What’s the Worst that can Happen?
I am in a big dilemma with a man that I work with, in fact he is my manager
who is also 10 years my senior and I am 21. I guess to sum it up I will say
that over the past year we have been working together, he has really put his
guard down to me because the chemistry between us is off the charts! and I
also have learned to bring him out of his formal, proper persona that he has
at work. This guy has shown and done many things that have struck me like
lightning that DING he has fallen for me: He always tells me to be open with
him and vice versa and encourages me to talk about my life,
our co workers always tell us we act like an old married couple because we
tease each other and flirt so much, and finally he has gotten to the point where he has told me that he gets
jealous when I talk about other “potential interests” …Good thing about
this is this man literally sweeps me off my feet.
Now the problem:
One night recently, after work we both decide to stay behind and smoke a few
cigarettes with each other and just chill outside in the parking lot. We
talked for about an hour and a half, when he finally asks me to go to a
winery with him. I accepted because
A) I am quitting my job
B)I like him
C)I like him
Now the question finally, =) is I am really bummed out because he has a
girlfriend who he has been with for a year and have known each other for 6
yrs,both live together. Should I just take the risk and have a potentially
passionate romance or should I run, and far away?

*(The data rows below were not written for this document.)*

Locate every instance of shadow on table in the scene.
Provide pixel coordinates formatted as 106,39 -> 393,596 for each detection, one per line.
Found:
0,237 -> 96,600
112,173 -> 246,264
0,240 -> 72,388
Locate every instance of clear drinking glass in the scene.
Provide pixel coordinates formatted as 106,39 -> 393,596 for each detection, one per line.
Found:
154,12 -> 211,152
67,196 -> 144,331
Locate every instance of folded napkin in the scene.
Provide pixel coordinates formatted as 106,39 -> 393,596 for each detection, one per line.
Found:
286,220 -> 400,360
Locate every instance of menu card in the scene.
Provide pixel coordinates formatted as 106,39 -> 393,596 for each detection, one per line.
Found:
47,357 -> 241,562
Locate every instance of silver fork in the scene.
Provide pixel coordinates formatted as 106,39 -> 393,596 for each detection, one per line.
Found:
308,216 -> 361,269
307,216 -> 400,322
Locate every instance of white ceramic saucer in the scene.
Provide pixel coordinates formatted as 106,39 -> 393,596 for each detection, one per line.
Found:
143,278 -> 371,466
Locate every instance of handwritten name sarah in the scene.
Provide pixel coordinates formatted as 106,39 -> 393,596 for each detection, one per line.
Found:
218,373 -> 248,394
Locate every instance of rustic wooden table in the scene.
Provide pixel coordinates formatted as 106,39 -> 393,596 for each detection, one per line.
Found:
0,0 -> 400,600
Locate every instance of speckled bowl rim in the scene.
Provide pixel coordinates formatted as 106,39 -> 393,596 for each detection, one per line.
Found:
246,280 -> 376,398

This is an extremely personal dilemma, I must say, because I personally cannot tell you whether you should get into the middle of a relationship and potentially ruin it by following your emotions, or if you should back off and play the “what’s right” card. But what I CAN do is tell you what I personally would do, and that is take him up on the invitation and have yourself a good time. This is simply a question of values. And if you value looking ahead in life and doing the right thing, then it’s probably not in you to get into this unknown situation with your eyes closed and hope for the best. But if you value getting into situations that do not always turn out how you expect, then it’s probably best to see where this whole thing goes. To be fair, he is inviting YOU, so you are obviously not barging in or getting involved where you’re not wanted. You say you like him and plus you’re quitting the job, so there shouldn’t be much of a problem there. The fact that he’s got a girlfriend, sure, it poses as a slight issue, but just talk to him about it on the day you’re out with him and see what his feelings are towards her and what direction his current relationship is heading.
I’ve personally always followed the most interesting route rather than the safe one, and if it’s done with a little bit of caution and responsibility, then it should all be good fun. You should weigh your options and think what’s the worst that can happen if you DO get involved with this man. He is older, yes, and it probably will not end with you two staying together forever, but that could be a great experience and make you much wiser for the future. I say live in the moment and go for it, just do it on a straight head and don’t expect the world so if something doesn’t work out, you will be prepared. Go forward and see where it takes you, plus you’ll get to taste some good wine in the meanwhile.